Pittsburghers will wonder why several local landmarks are shining bright blue tomorrow night. At least, that’s Mark Tallarico’s hope.
Tallarico is Executive Director of Autism Speaks of Greater Pittsburgh, and he’s hoping that literally shining blue lights on the skyline will shed light on and bring attention to the widespread mental disorder of autism.
He’s joined by 30 countries and all 50 U.S. states, where everything from homes to skyscrapers will be illuminated with blue light. That includes Australia’s Sydney Opera House, the Empire State Building, and Niagara Falls. In Pittsburgh, that means both inclines, the Highmark Building, and the Carnegie Library’s main campus.
“It goes [from] as simple as homes lighting up at the Perry Cuomo statue in Canonsburg, all the way up to some of the major structures around the world,” says Tallarico.
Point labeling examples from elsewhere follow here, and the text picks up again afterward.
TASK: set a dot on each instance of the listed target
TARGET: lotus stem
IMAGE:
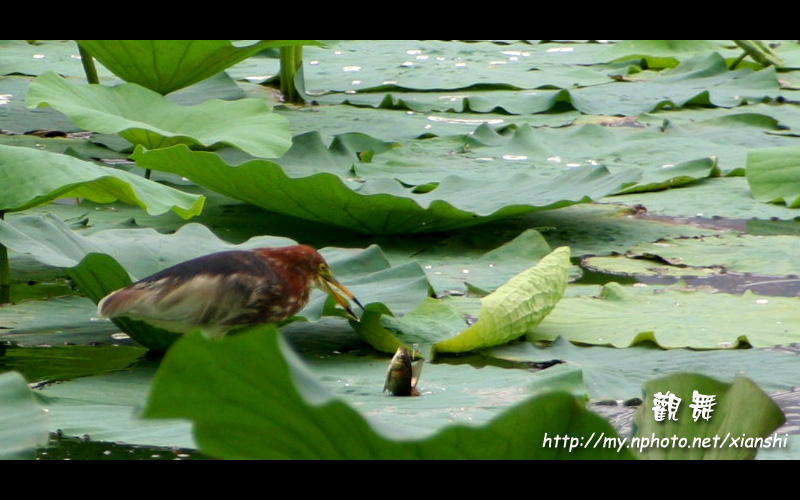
(759, 52)
(291, 61)
(5, 272)
(88, 65)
The “Light It Up Blue” campaign kicks off Autism Awareness Month. Tallarico says he hopes people will take the opportunity to wear blue on Autism Awareness Day (Saturday), or take part in Autism Speaks conferences and events.
Tallarico says autism diagnosis has increased to the point where 1 of 110 children is affected by the disorder.
“There are more children diagnosed with autism than there are with diabetes, cancer and AIDS combined, so it’s very important that we tackle this problem,” says Tallarico.
He says he hopes the month’s events can build excitement for the twelfth annual autism walk at Heinz Field on June 4. Tallarico says he expects “Walk Now for Autism Speaks” to attract about 12,000 people and raise as much as $1 million.